If you've ever needed a real life example of how screwed up our concept of what the church actually is, here it is for you. You probably didn't know it, but "National Back to Church Sunday" is scheduled for September 16. What is "National Back to Church Sunday" (NBTCS)? It's a date when supposedly all Christians are supposed to invite all of their friends and family members "back to church." They've even made a cheesy rap song to try and make it cool and "relevant." The site declares that NBTCS is "the single largest annual community outreach in the nation." I have a few issues with this.

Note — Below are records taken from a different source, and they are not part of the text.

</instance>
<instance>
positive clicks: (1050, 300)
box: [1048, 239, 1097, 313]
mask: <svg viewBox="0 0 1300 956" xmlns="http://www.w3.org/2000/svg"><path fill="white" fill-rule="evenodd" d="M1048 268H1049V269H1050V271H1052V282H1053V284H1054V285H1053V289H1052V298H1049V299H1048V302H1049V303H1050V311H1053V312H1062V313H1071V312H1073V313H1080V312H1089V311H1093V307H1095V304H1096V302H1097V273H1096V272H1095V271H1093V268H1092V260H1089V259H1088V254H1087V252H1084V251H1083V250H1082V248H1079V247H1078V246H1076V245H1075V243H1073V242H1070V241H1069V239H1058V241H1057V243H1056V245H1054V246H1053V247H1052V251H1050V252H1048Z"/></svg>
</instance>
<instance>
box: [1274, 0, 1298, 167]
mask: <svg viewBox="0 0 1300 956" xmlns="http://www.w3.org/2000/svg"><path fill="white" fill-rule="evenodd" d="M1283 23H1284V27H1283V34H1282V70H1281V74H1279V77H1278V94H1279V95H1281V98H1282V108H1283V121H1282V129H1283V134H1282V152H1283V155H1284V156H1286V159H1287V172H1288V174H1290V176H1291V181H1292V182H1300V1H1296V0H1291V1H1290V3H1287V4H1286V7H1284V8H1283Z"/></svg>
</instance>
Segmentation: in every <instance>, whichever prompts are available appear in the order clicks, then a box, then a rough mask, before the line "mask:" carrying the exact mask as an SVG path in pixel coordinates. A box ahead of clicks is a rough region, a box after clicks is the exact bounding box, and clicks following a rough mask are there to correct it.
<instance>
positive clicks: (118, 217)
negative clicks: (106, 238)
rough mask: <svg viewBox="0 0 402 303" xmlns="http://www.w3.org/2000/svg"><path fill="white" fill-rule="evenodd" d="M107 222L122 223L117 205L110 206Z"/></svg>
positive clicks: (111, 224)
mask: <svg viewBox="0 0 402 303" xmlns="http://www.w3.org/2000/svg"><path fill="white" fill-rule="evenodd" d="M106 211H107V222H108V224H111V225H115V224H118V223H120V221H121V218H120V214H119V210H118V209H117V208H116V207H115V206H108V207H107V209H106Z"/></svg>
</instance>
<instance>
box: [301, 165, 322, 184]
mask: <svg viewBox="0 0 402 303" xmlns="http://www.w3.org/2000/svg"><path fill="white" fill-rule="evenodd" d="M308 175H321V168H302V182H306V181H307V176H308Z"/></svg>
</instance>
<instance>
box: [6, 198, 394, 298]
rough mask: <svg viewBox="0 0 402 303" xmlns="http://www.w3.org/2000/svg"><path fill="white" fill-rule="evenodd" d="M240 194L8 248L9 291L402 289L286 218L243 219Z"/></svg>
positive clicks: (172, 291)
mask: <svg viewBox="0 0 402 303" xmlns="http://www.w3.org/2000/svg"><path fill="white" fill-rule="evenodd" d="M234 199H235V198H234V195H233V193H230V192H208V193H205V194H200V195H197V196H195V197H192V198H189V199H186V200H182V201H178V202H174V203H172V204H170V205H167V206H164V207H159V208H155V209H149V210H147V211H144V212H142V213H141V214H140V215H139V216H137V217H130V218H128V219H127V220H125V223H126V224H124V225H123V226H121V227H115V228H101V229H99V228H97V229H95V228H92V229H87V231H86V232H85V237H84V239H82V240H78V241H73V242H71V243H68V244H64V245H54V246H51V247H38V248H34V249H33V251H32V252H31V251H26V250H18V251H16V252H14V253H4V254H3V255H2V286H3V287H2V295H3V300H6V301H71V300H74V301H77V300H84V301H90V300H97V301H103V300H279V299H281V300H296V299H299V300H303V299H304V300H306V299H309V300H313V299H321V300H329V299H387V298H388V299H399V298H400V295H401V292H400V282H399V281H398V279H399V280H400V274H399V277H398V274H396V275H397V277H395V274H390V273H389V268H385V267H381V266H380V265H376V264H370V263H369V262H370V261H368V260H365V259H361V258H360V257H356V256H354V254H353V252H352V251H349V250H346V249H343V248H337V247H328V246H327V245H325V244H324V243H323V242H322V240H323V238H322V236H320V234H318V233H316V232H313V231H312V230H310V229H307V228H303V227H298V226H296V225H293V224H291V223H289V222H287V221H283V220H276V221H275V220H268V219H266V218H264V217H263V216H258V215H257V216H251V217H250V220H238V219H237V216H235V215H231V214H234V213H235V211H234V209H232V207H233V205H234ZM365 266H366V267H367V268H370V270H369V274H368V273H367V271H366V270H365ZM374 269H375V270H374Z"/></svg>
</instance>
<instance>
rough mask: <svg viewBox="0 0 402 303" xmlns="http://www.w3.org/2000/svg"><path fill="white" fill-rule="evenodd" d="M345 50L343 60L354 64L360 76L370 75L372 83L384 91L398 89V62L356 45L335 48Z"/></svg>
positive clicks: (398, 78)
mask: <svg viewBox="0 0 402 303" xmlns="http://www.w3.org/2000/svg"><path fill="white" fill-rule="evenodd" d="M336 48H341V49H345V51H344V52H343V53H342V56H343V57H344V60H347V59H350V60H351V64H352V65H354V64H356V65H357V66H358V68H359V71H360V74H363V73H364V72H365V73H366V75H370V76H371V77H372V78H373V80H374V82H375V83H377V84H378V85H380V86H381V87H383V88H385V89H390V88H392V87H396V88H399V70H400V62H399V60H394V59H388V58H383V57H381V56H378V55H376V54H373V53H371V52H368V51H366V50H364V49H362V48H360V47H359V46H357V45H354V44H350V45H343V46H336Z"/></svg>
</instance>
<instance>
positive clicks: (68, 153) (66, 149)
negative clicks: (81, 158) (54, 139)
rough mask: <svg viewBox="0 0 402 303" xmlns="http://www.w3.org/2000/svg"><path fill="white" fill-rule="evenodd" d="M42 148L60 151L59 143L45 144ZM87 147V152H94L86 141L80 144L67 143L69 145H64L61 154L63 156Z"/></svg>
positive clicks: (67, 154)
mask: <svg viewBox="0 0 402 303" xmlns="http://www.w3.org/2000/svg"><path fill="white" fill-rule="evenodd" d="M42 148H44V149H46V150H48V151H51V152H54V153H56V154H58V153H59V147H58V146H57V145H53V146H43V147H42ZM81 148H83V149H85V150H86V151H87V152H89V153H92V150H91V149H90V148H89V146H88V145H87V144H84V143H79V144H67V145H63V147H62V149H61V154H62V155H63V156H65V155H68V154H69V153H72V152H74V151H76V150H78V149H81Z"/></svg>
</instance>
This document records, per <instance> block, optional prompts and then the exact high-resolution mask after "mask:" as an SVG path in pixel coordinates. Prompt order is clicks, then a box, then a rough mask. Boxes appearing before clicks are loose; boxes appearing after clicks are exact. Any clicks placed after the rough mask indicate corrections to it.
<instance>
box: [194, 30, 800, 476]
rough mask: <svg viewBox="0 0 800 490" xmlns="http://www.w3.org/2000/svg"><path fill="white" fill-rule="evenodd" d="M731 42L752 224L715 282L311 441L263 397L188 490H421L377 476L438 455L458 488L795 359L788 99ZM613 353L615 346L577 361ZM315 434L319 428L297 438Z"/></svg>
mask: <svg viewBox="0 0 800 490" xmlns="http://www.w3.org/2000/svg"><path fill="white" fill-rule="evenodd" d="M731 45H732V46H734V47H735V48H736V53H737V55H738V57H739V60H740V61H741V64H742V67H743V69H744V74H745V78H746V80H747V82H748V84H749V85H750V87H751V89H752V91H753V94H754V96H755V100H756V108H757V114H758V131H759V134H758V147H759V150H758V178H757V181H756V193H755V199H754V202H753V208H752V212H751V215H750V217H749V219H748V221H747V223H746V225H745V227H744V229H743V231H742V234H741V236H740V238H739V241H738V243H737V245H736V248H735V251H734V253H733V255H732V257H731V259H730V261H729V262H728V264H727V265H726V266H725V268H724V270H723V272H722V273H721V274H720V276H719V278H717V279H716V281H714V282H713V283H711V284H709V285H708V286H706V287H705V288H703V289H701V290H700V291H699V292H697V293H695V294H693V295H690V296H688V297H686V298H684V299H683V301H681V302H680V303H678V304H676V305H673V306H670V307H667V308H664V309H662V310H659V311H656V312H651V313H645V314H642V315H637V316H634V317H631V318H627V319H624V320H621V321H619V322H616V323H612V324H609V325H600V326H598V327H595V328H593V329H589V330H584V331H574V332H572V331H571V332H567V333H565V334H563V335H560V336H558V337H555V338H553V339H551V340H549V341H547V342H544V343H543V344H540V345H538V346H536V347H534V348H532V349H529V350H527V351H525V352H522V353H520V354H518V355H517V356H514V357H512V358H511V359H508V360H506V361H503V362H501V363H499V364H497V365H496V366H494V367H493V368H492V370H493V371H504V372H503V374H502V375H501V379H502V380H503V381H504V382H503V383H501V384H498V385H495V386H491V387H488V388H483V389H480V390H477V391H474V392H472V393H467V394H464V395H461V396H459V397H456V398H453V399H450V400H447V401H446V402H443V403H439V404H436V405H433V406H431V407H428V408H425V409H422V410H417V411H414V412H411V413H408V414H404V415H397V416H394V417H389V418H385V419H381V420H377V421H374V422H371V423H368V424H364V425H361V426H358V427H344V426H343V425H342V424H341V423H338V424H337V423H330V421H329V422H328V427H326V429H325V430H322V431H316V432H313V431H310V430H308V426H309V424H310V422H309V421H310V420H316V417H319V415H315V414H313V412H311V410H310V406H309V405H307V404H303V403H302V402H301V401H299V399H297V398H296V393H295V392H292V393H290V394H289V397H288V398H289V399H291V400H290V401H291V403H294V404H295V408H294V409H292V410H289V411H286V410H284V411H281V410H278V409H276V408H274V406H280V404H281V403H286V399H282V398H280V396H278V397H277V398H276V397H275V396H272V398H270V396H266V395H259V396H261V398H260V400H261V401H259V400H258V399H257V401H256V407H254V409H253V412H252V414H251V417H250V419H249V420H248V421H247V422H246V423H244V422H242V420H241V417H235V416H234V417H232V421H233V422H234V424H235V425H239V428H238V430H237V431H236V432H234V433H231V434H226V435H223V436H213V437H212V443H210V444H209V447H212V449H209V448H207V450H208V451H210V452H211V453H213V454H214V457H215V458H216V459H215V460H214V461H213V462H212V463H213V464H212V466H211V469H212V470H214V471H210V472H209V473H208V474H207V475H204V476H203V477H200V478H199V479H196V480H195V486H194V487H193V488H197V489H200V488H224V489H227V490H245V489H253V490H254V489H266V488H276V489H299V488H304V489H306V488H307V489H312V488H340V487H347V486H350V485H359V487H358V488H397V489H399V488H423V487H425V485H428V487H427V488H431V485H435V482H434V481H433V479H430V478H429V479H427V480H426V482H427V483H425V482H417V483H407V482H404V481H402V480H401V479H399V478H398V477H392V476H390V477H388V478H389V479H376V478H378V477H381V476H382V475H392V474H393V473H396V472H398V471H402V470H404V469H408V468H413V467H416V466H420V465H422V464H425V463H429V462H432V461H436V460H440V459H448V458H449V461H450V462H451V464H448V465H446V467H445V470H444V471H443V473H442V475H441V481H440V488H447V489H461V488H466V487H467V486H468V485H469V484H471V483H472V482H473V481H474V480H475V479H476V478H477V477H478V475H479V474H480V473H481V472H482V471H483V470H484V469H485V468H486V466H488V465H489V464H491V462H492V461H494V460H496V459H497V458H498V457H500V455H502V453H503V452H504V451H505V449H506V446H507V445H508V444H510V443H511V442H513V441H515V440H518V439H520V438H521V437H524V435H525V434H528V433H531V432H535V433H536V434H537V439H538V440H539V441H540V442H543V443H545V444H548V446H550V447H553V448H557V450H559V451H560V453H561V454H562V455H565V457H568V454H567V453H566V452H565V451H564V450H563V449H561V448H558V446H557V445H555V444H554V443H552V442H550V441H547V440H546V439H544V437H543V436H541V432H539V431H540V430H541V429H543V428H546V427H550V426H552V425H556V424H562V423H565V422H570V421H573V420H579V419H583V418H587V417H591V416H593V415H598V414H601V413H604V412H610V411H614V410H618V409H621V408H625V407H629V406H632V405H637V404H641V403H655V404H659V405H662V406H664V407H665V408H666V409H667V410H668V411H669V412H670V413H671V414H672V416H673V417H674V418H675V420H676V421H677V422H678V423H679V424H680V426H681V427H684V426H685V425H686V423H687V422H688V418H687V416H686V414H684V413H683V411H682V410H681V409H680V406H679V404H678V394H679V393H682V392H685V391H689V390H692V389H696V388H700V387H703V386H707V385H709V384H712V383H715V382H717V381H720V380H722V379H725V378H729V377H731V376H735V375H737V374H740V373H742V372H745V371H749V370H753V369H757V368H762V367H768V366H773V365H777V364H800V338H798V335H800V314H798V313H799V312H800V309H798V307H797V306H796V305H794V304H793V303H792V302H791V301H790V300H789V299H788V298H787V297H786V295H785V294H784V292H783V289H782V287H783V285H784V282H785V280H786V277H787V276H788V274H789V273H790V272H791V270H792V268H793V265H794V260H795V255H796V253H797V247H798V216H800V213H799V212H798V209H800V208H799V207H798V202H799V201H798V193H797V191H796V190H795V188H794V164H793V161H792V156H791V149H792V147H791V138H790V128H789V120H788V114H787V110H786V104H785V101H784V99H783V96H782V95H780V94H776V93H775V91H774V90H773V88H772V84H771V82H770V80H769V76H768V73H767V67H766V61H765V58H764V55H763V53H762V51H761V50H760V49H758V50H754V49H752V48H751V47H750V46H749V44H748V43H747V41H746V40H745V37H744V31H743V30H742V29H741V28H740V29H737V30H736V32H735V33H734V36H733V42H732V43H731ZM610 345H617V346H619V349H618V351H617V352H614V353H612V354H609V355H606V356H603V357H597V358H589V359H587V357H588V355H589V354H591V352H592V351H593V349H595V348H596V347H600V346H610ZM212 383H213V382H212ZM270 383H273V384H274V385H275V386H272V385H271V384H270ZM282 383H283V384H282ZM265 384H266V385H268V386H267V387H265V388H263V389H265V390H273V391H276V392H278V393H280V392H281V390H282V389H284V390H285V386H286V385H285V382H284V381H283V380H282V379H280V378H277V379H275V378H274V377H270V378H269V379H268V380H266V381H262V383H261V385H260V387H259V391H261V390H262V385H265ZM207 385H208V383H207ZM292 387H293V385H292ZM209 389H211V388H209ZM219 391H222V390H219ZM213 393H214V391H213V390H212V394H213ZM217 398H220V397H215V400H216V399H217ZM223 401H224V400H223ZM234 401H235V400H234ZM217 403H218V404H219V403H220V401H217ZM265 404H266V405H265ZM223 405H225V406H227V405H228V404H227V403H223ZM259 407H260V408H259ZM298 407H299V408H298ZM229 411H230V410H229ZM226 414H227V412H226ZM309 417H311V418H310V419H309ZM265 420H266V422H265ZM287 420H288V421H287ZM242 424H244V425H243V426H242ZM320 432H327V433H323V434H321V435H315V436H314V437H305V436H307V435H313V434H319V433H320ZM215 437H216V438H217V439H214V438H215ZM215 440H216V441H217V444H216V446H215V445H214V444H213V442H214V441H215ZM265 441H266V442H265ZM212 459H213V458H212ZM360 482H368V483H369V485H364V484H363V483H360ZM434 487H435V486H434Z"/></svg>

1. There are two interesting words in the name of this event, the first being "back." This refers to the calling back of those who have left the church and have sought meaning in life elsewhere. Calling someone to church - specifically "back" to church makes me wonder why they were ever there in the first place. It can't be that they used to go because they were genuinely converted and then backslid. No, scripture says that believers congregate with other believers. Maybe not in the traditional Sunday morning way, but they do have fellowship with other believers. In fact, they must. So let's get our ideas straight: we're not calling Christians back to church, we're calling unbelievers to church. If they had been before but stopped going, they're still unbelievers. We're not inviting darkness to have fellowship with light, because it can't. I wonder if the event organizers have thought through this.
The other word that I find to be interesting in the title of this event is "Sunday." The site states that churches who participated in the event last year saw an average increase of 26% on NBTCS. Hmm. I wonder what the attendance was the week after? Getting people, especially goats, to come to church for one week is nothing to brag about, nor do I think it's a victory. In fact, church pews are lined with unbelievers every week - why have an annual Sunday for them? It's not hard to draw a crowd for a Sunday. It's much harder, and requires much more prayer and dedication to preach the unpopular message of the gospel over and over again, sometimes seeing no results, calling all men everywhere to repent and believe the gospel.
2. The church needs to rethink the concept of outreach. The website claims that this week is the single biggest national outreach event in the country. When did inviting people to come in to church become outreach? Shouldn't "outreach" have a decidedly outward moving feel to it? I would think outreach would be more like taking the gospel to the streets, rather than taking the people to a show disguised as a church.
3. This event is nothing more than a marketing gimmick, and since when does the church rely on gimmicks (OK, the modern church relies on them quite a bit, to its shame)? In commenting on this event on his Facebook page, Voddie Baucham said this is really nothing more than "Cheesy marketing of the Church of the Living God." He's right on, and his emphasis is on the nose. We serve the living God, whose glorious deeds are recorded in scripture, not to mention who sent his Son as a sacrifice for the salvation of all who would believe through repentance and faith. But apparently that's not enough. That's not enticing enough to draw the crowds. And it really isn't. In fact, the Bible says the gospel is foolishness to those who are perishing. Why do we expect them to fill our churches? Moreover, if the perishing are filling our churches, then we might want to step back and reexamine what we're doing. Because what are they drawn to? It certainly isn't the gospel (Romans 3.10-11, 1 Corinthians 1.18).